Since I am updating (overwriting) the H matrix at each time step, Zygote rightfully complains that “Mutating arrays is not supported”. I have tried to work around this by using Zygote.Buffer, but I still keep getting the error. I have also read most posts related to this issue, but I haven’t been able to find a solution to this.
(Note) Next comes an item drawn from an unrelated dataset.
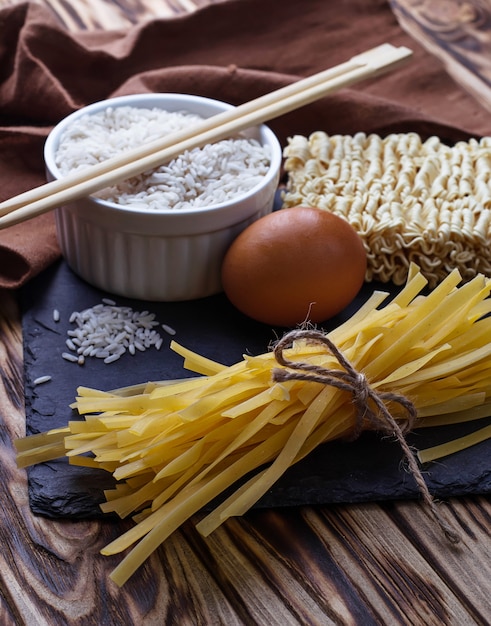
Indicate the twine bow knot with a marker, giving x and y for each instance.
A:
(371, 406)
I’m using Julia 1.6.
Here is an overview of what my code does (I have omitted many parts, as the original code does many more things that I judge irrelevant to this issue):
# Train the UDE
# We get the model parameters to be trained
ps_UA = Flux.params(UA) # get the parameters of the NN
#data = Flux.Data.DataLoader((X, Y), batchsize=hyparams.batchsize, (X, Y), shuffle=false)
data = Dict("X"=>X, "Y"=>Y) # Get the input data
# Train the UDE for a given number of epochs
@epochs hyparams.epochs hybrid_train!(loss, ps_UA, data, opt, H, p, t, t₁)
Which calls
function hybrid_train!(loss, ps_UA, data, opt, H, p, t, t₁)
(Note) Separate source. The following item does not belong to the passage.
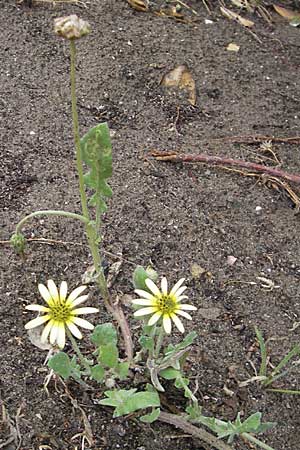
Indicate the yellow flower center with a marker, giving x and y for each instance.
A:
(167, 304)
(60, 312)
    # Some previous code here
    # Retrieve model parameters
    ps_UA = Params(ps_UA)
    # back is a method that computes the product of the gradient so far with its argument.
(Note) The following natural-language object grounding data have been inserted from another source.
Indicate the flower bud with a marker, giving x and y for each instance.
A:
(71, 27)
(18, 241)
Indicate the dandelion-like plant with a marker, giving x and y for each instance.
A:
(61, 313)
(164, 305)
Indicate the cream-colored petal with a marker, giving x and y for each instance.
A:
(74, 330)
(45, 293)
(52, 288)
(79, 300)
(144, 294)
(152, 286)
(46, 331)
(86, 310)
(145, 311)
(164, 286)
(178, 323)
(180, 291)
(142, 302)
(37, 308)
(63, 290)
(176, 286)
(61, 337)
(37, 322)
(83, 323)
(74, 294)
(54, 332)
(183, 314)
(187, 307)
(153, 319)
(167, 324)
    train_loss_UA, back_UA = Zygote.pullback(() -> loss(data, H, p, t, t₁), ps_UA)
    # Callback to track the training
    callback(train_loss_UA)
    # Apply back() to the correct type of 1.0 to get the gradient of loss.
    gs_UA = back_UA(one(train_loss_UA))
    # Insert what ever code you want here that needs gradient.
    Flux.update!(opt, ps_UA, gs_UA)
end
Based on a loss function which contains the forward scheme
function loss(data, H, p, t, t₁)
    l_H = 0.0f0
    # Compute l_H as the difference between the simulated H with UA(x) and H_ref
    iceflow!(H, UA, p,t,t₁)
    l_H = sqrt(Flux.Losses.mse(H, H_ref["H"][end]; agg=mean))
    return l_H
Where the forward scheme is defined here (this is a simplified version of the code):
function iceflow!(H, UA, p,t,t₁)
    # Manual explicit forward scheme implementation
    while t < t₁
        # Long chunk of code which computes the flux F in a staggered grid
        # Δt is defined to be stable
        dHdt = (F .+ inn(MB[:,:,year])) .* Δt  # dH for time step t
        # Use Zygote.Buffer in order to mutate matrix while being able to compute gradients
        H_buff = Zygote.Buffer(H)
        H_buff[2:end - 1,2:end - 1] .= max.(0.0, inn(H_buff) .+ dHdt)  # CODE FAILS HERE
        H = copy(H_Zygote)
        
        t += Δt
    end
end
So my problem is that I’m overwriting the H matrix at each time step, but Zygote cannot perform the pullback on that. Is there any clean workaround to this? Zygote.Buffer doesn’t seem to help here. Thanks in advance!